The system is capable of distinguishing between sheep, goats, cattle, horses, pigs, kangaroos and emus and can be used with other species.
Machine vision is the ability of a computer to see. It uses cameras, analogue-to-digital conversion and digital signal processing. The data goes to a computer or robot controller.
The project involves the University of Queensland, the University of Southern Queensland the federal government and RPM Rural Products.
The government, through the departments of Agriculture and the Environment and Water Resources, has provided $600,000 from the Natural Heritage Trust for the development and trial phases of the project.
The system identifies animals and controls their movements via automated gates to access watering or feed points.
It is expected to boost farmers' productivity and efficiency in remote areas and control loss of feed and water to feral animals.

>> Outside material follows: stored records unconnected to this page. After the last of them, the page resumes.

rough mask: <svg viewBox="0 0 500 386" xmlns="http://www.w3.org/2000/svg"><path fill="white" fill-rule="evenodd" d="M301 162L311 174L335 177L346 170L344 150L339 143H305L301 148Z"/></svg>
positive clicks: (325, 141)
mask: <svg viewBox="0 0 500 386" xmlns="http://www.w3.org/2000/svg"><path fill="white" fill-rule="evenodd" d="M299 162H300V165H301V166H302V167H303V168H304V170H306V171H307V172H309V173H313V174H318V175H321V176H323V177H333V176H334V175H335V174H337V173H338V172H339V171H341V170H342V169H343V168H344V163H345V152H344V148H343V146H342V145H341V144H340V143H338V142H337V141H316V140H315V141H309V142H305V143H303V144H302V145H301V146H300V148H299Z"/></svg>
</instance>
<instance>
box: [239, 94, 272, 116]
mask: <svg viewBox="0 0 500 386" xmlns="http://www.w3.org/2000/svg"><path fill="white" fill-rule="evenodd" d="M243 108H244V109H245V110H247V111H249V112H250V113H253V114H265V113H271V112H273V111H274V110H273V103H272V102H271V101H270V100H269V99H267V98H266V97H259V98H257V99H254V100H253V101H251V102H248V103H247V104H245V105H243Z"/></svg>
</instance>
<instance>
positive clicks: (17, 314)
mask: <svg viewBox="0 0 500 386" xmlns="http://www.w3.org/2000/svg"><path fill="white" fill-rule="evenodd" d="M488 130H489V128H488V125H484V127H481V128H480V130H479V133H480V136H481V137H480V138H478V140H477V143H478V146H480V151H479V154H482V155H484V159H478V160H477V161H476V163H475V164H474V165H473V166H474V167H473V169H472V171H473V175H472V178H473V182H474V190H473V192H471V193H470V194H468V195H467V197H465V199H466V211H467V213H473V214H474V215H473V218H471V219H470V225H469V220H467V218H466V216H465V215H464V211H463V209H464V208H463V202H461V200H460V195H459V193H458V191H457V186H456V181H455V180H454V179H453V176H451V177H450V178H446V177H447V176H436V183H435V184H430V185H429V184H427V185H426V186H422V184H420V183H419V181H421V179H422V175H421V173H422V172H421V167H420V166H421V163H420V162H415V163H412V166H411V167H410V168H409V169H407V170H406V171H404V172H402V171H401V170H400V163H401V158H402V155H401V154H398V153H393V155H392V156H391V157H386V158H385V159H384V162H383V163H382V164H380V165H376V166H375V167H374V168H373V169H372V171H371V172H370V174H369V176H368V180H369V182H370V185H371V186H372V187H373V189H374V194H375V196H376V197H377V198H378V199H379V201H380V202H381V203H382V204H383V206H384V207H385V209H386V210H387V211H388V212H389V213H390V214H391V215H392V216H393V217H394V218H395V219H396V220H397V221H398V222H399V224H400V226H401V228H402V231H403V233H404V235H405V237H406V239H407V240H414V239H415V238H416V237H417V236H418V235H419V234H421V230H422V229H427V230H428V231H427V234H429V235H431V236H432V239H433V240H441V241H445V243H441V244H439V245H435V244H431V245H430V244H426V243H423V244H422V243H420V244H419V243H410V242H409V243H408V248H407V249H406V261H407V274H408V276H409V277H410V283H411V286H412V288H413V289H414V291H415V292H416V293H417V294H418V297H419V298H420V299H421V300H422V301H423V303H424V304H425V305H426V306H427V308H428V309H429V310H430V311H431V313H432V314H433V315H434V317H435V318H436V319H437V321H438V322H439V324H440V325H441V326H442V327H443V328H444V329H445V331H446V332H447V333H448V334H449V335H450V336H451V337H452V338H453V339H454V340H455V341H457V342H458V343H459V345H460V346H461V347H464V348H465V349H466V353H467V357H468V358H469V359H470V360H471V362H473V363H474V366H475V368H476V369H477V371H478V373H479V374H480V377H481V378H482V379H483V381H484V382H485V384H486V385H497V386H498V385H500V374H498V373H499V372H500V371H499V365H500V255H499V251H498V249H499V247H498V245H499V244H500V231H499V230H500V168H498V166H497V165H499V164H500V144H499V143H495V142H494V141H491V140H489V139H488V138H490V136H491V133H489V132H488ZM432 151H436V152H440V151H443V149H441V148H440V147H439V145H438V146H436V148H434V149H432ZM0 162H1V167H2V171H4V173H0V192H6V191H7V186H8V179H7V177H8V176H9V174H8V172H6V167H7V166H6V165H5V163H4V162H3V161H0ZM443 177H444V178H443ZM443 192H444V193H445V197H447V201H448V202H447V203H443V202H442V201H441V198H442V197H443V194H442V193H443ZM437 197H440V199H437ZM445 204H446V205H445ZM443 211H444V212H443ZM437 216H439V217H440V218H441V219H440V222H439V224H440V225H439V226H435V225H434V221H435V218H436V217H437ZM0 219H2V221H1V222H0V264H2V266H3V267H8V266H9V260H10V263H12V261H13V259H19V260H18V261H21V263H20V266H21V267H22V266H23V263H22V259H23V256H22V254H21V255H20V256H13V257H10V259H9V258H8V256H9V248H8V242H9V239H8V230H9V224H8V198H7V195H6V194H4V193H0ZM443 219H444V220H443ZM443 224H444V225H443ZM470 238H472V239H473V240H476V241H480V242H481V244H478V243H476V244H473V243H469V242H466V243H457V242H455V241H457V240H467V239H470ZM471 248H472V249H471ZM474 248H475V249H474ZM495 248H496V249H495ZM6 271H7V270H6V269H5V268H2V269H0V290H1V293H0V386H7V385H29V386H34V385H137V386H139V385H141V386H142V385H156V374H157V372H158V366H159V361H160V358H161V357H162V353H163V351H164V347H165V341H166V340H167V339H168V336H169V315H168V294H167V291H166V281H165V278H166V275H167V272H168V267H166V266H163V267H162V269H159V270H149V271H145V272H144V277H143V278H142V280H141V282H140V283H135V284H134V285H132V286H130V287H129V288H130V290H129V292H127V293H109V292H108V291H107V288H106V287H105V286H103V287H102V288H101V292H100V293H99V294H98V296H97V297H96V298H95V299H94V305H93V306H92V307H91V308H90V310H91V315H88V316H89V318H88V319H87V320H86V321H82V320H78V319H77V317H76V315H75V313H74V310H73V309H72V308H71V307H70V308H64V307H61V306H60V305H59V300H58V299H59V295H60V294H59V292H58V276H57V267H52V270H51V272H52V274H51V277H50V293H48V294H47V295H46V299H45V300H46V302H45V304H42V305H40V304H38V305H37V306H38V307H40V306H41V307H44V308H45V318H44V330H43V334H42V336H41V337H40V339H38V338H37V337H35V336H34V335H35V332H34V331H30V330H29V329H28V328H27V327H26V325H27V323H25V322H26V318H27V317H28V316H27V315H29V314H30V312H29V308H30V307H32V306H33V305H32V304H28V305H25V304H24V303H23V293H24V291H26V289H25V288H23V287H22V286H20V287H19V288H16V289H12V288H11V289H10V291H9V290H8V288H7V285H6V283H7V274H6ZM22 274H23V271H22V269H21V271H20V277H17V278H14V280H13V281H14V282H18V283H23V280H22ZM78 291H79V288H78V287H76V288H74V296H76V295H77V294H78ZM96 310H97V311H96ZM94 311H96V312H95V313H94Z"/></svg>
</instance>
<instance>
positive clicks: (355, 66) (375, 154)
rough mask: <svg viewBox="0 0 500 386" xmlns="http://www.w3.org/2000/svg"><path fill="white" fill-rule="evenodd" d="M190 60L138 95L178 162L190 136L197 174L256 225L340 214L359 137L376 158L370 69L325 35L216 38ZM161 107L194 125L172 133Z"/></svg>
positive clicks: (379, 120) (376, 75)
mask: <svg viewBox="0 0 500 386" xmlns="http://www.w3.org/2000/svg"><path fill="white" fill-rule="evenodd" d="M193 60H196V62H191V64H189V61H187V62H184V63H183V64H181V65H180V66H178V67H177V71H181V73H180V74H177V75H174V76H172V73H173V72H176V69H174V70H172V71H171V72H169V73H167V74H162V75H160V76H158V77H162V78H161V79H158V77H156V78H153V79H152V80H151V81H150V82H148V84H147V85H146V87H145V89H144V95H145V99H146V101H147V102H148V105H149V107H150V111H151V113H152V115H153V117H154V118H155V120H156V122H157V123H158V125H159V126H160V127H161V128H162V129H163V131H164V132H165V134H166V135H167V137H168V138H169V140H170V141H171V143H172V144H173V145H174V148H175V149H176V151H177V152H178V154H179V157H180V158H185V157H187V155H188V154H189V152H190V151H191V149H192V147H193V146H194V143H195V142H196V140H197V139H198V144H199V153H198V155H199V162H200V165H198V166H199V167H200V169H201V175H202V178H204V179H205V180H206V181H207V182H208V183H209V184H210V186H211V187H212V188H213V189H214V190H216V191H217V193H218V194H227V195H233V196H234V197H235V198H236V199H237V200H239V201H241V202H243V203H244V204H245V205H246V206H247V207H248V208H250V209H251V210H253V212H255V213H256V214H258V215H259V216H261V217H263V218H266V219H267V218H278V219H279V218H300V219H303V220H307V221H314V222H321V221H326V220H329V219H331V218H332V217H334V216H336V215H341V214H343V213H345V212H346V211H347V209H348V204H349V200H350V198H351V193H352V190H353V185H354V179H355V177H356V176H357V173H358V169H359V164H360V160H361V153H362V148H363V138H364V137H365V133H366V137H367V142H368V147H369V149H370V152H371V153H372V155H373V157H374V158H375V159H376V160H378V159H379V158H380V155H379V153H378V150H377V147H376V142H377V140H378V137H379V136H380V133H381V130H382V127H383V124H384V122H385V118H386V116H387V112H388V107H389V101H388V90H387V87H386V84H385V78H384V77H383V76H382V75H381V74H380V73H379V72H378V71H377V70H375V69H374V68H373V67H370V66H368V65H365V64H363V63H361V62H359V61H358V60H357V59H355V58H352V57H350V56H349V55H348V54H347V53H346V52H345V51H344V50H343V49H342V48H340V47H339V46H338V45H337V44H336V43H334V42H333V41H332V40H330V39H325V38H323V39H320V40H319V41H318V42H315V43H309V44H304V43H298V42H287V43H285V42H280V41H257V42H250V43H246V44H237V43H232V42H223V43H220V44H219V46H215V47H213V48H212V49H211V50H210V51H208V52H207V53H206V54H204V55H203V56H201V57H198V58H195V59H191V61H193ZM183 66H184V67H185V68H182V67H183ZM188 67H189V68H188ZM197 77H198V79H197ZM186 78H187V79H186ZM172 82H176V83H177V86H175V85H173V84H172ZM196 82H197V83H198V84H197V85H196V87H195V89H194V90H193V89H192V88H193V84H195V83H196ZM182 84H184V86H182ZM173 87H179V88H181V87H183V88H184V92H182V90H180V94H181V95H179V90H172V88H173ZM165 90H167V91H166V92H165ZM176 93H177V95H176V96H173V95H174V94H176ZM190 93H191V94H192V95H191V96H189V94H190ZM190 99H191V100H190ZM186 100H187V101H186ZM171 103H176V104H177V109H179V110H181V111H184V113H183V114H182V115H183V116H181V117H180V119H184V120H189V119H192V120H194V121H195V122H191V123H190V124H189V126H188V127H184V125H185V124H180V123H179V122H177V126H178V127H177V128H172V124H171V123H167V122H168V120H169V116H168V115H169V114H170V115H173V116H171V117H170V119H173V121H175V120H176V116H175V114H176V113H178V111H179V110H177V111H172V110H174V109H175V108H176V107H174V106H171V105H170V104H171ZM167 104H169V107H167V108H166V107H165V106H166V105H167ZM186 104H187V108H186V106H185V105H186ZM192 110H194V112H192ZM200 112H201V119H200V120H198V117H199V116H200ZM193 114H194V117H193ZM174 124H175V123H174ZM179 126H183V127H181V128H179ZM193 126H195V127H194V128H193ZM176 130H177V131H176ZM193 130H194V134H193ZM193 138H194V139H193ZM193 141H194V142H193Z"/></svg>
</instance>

The MVT technology also aims to stop the artificial build-up of feral populations so that introduced and native animals do not become pests, researchers said.
Farmers on large properties in remote areas often found it difficult to monitor which species used the resources provided for livestock, said Neil Finch from UQ's School of Animal Studies.
The tool uses miniaturised, energy-efficient hardware. It can also read radio frequency identification ear tags to identify individual animals.
Machine vision could also enable automated drafting based on species or radio frequency identity eartags. Other likely uses are weight estimation and condition scoring of livestock, as well as monitoring and management of wildlife.